Containers AKS networking premium field-manual-complete

AKS network policy

AKS network policy is the way teams control which pods are allowed to talk to other pods, namespaces, or network destinations inside an AKS cluster. By default, Kubernetes networking is usually open enough that workloads can reach more than they should. Network policy lets you move toward least-privilege traffic rules, such as allowing an API to receive traffic only from a front-end namespace or allowing egress only to DNS and a specific backend. It is microsegmentation for Kubernetes workloads, enforced through the cluster’s networking policy engine.

Aliases
Azure Kubernetes Service network policy, aks network policy
Difficulty
Intermediate
CLI mappings
5
Last verified
2026-05-30T03:55:00Z

Microsoft Learn

An AKS network policy is a Kubernetes traffic-control policy used to restrict pod communication in Azure Kubernetes Service. Microsoft Learn explains that AKS can enforce policies through supported engines such as Cilium, Azure Network Policy Manager, or Calico, depending on the cluster networking configuration.
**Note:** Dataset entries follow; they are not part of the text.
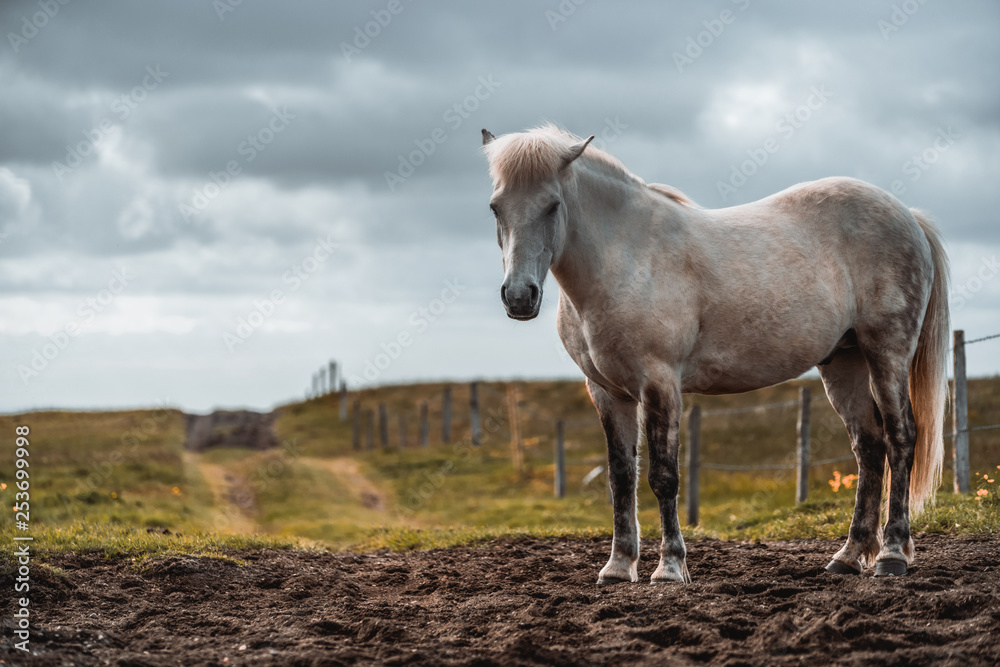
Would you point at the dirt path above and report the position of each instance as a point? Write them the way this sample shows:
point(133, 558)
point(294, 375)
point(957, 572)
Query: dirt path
point(515, 602)
point(235, 501)
point(348, 471)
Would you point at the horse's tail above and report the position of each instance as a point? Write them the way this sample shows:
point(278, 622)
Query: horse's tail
point(929, 378)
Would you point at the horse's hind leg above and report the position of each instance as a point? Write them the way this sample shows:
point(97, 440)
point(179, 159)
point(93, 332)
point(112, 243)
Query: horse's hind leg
point(890, 384)
point(620, 421)
point(847, 385)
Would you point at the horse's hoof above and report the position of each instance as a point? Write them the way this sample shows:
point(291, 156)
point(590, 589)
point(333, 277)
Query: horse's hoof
point(890, 568)
point(837, 567)
point(664, 575)
point(608, 581)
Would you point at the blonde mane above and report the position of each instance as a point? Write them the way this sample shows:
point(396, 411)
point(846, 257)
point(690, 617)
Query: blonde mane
point(524, 158)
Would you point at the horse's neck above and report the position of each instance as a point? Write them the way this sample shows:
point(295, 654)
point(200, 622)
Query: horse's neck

Microsoft Learn: Secure traffic between pods with network policies in Azure Kubernetes Service (AKS)2026-05-30T03:55:00Z

Technical context

Technically, AKS network policy uses Kubernetes NetworkPolicy objects and the selected AKS networking policy implementation to enforce label, namespace, port, ingress, and egress rules. It sits below application authentication and above the underlying virtual network controls. Network security groups protect node and subnet traffic, but network policies are better suited for pod-to-pod segmentation. In current AKS designs, the available policy engine depends on cluster networking choices such as Azure CNI powered by Cilium, Azure Network Policy Manager, or Calico. Operators must test DNS, probes, service mesh, ingress, and dependency traffic before enforcement.

Why it matters

AKS network policy matters because a compromised or buggy pod should not have free movement across every namespace. Modern clusters often run many services, jobs, agents, and platform components together. Without segmentation, one vulnerable workload can scan internal services, call sensitive APIs, or reach databases it should never touch. Network policy creates an enforceable traffic contract that supports zero trust, compliance, and safer multi-team clusters. It also makes dependency assumptions visible. When teams write policies carefully, they learn which services actually need to communicate. When they skip policy, security reviews depend on diagrams and trust rather than enforceable cluster behavior.

Where you see it

Signals, screens, and Azure surfaces where this term usually becomes operational.

Signal 01

In AKS cluster configuration, az aks show reveals the network plugin, network policy option, and dataplane choices that determine which policy engine enforces pod traffic.

Signal 02

In Kubernetes manifests and kubectl output, NetworkPolicy resources show pod selectors, namespace selectors, ports, ingress rules, egress rules, and the namespaces where segmentation applies. after deployment.

Signal 03

In incident traces, blocked calls appear as timeouts, failed DNS resolution, refused backend connections, missing health probes, or service mesh errors after a policy rollout.

When this becomes relevant

Specific situations where this term helps solve real Azure design, operations, migration, security, reliability, cost, or governance problems.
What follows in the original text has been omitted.